United Union of German Railway Workers
- Successor: Industrial Union of Railways (E Germany), TRANSNET Gewerkschaft (W Germany)
- Founded: 27 June 1925
- Dissolved: 2 May 1933
- Location: Germany;
- Publication: Der Deutsche Eisenbahner
- Affiliations: ADGB, ITF

= United Union of German Railway Workers =

The United Union of German Railway Workers (Einheitsverband der Eisenbahner Deutschlands, EdED) was a trade union representing railway workers in Germany.

The union was founded on 27 June 1925, when the German Railway Union merged with the National Union of German Railway Officials and Trainees.

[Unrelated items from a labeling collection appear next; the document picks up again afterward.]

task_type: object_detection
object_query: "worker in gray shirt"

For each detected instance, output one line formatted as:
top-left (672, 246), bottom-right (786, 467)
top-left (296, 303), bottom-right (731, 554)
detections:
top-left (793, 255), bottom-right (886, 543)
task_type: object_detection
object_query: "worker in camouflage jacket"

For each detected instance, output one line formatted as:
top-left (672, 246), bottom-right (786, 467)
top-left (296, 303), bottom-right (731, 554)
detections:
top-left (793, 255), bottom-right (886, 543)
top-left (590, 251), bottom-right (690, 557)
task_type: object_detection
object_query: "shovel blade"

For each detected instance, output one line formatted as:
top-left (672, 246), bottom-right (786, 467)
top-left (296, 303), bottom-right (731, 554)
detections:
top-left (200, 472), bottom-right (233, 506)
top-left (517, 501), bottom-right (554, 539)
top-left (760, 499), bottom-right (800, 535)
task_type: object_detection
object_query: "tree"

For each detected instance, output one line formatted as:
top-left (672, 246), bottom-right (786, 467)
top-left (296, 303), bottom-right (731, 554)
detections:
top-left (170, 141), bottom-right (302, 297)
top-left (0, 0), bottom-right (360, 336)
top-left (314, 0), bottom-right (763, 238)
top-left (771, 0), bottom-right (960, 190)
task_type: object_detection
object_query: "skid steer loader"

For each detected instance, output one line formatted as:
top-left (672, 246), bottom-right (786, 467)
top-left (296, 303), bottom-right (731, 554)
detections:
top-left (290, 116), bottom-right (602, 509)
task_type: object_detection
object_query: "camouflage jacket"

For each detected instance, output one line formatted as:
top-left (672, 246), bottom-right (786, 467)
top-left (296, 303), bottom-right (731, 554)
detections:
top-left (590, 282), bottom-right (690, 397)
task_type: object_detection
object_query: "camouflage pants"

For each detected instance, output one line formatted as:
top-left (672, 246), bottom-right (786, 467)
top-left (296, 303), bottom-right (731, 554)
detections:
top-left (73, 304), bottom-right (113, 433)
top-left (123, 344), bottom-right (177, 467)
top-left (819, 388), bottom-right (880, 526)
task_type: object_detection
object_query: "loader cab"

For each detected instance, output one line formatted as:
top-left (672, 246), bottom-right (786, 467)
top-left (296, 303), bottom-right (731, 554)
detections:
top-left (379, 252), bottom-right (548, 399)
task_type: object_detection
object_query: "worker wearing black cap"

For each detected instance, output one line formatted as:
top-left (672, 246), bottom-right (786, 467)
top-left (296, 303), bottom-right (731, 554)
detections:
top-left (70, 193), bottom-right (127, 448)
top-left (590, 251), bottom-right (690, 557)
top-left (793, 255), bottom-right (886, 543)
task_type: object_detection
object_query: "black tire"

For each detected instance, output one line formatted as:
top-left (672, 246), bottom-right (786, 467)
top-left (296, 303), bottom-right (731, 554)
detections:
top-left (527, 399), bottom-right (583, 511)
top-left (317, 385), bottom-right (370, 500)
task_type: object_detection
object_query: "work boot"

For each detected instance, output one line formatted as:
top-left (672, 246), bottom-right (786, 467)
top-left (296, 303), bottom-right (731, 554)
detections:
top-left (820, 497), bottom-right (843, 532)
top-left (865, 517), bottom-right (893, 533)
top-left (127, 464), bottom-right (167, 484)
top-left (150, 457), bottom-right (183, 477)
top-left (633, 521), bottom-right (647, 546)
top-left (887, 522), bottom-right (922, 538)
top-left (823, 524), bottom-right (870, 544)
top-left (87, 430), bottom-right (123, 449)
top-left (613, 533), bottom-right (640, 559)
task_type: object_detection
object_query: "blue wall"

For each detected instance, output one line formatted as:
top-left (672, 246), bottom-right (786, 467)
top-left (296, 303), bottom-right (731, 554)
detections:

On formation, the union had 197,000 members, rising to 240,913 by the end of 1928, making it the largest union in the industry. It was led by Franz Scheffel, and published several journals, the most important of which was Der Deutsche Eisenbahner.

The union was affiliated to the General German Trade Union Confederation (ADGB), and to the International Transport Workers' Federation (ITF). In March 1933, the union's journal was banned by the Nazi government. The leadership of the ADGB decided to distance itself from social democracy in an attempt to appease the Nazis, and Scheffel resigned as leader of the EdED in protest. He was replaced by Matthew Herrmann, but in May, the unions were banned.

The EdED attempted to continue on an underground basis, led former board member Hans Jahn, and some organisation was maintained throughout World War II, in resistance to the Nazis. In 1948, TRANSNET was established, as a new union to represent railway workers.